🤖 AI Summary
Zero-shot monocular 3D shape reconstruction suffers significant performance degradation in real-world scenarios due to inaccurate object segmentation and severe occlusion. To address this, we propose the first end-to-end occlusion-aware joint segmentation-reconstruction framework. Methodologically: (1) we unify segmentation and reconstruction into a single task and design a lightweight network for joint optimization; (2) we develop a scalable synthetic data pipeline that explicitly models diverse object-occluder-background configurations; (3) our model is trained exclusively on synthetic data—requiring no real 3D ground truth annotations or fine-tuning. Experiments demonstrate state-of-the-art zero-shot performance on real images, with substantially fewer parameters than existing methods. Moreover, our approach exhibits strong robustness to segmentation errors and heavy occlusion, enabling reliable reconstruction under challenging real-world conditions.
📝 Abstract
Recent monocular 3D shape reconstruction methods have shown promising zero-shot results on object-segmented images without any occlusions.
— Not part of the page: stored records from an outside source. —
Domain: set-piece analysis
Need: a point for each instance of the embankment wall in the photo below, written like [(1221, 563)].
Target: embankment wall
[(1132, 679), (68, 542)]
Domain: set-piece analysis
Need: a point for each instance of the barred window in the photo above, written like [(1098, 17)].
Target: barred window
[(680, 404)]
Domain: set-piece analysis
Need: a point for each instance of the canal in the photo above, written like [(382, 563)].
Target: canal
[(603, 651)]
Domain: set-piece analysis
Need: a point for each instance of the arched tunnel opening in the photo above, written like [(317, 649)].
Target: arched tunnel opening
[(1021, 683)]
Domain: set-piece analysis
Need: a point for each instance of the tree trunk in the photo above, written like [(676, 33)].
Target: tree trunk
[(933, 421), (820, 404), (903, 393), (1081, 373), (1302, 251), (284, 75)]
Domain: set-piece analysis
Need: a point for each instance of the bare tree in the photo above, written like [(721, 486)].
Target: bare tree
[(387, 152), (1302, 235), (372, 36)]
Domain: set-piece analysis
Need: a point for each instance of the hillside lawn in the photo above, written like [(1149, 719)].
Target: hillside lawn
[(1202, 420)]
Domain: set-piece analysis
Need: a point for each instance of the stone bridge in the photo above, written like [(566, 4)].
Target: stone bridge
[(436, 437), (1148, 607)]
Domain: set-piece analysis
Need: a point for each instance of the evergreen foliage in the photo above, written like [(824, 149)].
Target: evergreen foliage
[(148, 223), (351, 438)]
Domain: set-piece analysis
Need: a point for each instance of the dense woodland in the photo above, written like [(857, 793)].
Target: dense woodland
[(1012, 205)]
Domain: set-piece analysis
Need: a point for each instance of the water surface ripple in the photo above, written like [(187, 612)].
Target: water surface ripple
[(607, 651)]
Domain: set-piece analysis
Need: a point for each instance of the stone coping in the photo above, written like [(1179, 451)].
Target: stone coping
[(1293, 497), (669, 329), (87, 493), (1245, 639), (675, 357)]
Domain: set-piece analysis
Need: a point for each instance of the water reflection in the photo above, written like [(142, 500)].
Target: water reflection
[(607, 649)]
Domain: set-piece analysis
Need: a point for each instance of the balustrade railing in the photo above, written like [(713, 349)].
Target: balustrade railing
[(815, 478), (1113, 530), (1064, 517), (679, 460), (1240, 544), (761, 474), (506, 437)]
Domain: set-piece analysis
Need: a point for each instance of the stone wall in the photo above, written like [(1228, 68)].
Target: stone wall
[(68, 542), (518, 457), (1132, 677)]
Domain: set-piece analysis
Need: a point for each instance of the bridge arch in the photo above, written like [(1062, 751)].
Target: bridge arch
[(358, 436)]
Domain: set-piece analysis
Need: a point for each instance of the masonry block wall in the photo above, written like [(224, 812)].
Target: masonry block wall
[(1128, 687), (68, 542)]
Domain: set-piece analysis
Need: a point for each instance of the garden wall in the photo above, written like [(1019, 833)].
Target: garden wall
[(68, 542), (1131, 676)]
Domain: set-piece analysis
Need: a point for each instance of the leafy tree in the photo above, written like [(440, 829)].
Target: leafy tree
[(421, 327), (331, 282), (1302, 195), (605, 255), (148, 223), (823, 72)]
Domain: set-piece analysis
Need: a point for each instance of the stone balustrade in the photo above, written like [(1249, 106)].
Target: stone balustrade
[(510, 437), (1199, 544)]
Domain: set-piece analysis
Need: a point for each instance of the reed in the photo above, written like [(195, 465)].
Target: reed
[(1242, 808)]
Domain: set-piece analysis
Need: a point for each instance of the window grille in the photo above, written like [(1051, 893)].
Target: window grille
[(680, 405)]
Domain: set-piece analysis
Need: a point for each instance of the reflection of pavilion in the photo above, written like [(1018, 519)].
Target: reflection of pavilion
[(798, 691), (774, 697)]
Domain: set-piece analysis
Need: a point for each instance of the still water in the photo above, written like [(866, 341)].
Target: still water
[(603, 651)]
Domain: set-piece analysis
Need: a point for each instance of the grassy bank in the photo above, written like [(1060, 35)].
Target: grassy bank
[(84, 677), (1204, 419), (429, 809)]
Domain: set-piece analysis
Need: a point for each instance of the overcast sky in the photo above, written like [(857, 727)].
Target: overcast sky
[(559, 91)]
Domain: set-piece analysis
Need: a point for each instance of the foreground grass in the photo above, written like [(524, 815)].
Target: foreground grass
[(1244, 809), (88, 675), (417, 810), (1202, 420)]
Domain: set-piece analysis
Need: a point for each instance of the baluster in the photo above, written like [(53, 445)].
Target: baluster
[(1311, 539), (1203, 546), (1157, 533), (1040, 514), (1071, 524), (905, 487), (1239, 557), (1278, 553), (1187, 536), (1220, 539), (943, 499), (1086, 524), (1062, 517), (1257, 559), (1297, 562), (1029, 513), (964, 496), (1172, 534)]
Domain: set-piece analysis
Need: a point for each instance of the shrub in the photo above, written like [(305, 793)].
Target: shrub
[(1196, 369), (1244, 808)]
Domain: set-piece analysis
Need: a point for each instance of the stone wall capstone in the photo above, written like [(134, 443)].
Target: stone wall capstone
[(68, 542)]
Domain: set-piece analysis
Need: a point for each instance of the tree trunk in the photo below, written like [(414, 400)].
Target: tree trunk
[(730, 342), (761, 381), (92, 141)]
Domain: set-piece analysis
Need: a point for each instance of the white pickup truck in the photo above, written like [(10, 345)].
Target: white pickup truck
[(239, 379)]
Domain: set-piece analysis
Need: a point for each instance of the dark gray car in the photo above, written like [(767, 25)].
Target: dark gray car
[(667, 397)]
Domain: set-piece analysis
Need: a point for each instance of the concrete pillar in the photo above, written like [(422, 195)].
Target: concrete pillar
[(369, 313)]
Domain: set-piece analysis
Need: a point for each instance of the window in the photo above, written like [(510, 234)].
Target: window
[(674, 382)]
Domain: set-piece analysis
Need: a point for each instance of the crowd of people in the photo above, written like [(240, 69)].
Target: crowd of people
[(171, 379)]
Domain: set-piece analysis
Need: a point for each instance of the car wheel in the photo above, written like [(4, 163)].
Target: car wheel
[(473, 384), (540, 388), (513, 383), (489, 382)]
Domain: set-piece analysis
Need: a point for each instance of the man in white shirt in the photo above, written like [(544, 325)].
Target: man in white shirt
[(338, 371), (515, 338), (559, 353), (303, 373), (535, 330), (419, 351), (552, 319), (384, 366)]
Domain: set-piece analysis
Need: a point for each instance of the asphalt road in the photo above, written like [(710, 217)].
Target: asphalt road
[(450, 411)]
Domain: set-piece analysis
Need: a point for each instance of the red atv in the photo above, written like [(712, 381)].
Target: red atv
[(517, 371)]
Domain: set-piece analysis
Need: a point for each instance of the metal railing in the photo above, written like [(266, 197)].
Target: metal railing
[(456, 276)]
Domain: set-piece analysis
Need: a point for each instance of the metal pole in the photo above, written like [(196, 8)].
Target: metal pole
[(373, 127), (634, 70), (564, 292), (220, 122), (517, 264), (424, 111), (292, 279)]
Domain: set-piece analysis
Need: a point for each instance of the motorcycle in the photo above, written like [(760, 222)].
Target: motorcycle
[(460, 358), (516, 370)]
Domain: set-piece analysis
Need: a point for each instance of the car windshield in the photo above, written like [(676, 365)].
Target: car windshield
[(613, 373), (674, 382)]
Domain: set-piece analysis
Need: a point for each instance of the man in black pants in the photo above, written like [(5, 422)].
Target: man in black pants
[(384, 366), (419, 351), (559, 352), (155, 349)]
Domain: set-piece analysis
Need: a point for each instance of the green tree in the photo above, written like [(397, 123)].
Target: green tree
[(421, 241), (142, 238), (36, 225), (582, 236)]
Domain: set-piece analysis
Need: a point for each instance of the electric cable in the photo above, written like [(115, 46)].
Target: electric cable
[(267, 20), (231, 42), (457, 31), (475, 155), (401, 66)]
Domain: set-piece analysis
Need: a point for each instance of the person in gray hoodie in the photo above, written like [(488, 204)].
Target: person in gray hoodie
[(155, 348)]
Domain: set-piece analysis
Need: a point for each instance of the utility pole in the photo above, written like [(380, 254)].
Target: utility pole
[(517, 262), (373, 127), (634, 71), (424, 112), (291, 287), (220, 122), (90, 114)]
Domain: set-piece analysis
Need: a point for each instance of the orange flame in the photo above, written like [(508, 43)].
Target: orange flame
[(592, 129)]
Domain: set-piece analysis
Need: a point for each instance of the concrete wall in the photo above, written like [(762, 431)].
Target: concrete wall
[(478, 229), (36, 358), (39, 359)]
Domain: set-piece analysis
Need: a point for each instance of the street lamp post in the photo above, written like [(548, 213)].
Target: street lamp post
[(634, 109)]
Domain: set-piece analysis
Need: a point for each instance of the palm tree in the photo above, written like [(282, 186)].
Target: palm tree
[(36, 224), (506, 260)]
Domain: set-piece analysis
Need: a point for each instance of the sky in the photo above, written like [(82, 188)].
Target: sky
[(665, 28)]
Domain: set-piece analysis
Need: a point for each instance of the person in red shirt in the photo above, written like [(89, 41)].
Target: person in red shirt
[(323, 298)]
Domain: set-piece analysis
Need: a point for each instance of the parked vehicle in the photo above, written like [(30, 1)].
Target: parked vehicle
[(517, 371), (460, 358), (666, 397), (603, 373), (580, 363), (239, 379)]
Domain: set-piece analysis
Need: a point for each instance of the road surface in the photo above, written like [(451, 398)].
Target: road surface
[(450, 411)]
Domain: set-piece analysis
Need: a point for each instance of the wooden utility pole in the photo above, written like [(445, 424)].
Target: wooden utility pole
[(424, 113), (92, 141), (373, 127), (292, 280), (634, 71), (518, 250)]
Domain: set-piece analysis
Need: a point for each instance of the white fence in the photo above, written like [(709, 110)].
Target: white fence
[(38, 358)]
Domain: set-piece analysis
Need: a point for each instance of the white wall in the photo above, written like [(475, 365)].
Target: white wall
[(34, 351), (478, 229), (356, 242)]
However, their effectiveness is significantly compromised in real-world conditions, due to imperfect object segmentation by off-the-shelf models and the prevalence of occlusions. To effectively address these issues, we propose a unified regression model that integrates segmentation and reconstruction, specifically designed for occlusion-aware 3D shape reconstruction. To facilitate its reconstruction in the wild, we also introduce a scalable data synthesis pipeline that simulates a wide range of variations in objects, occluders, and backgrounds. Training on our synthetic data enables the proposed model to achieve state-of-the-art zero-shot results on real-world images, using significantly fewer parameters than competing approaches.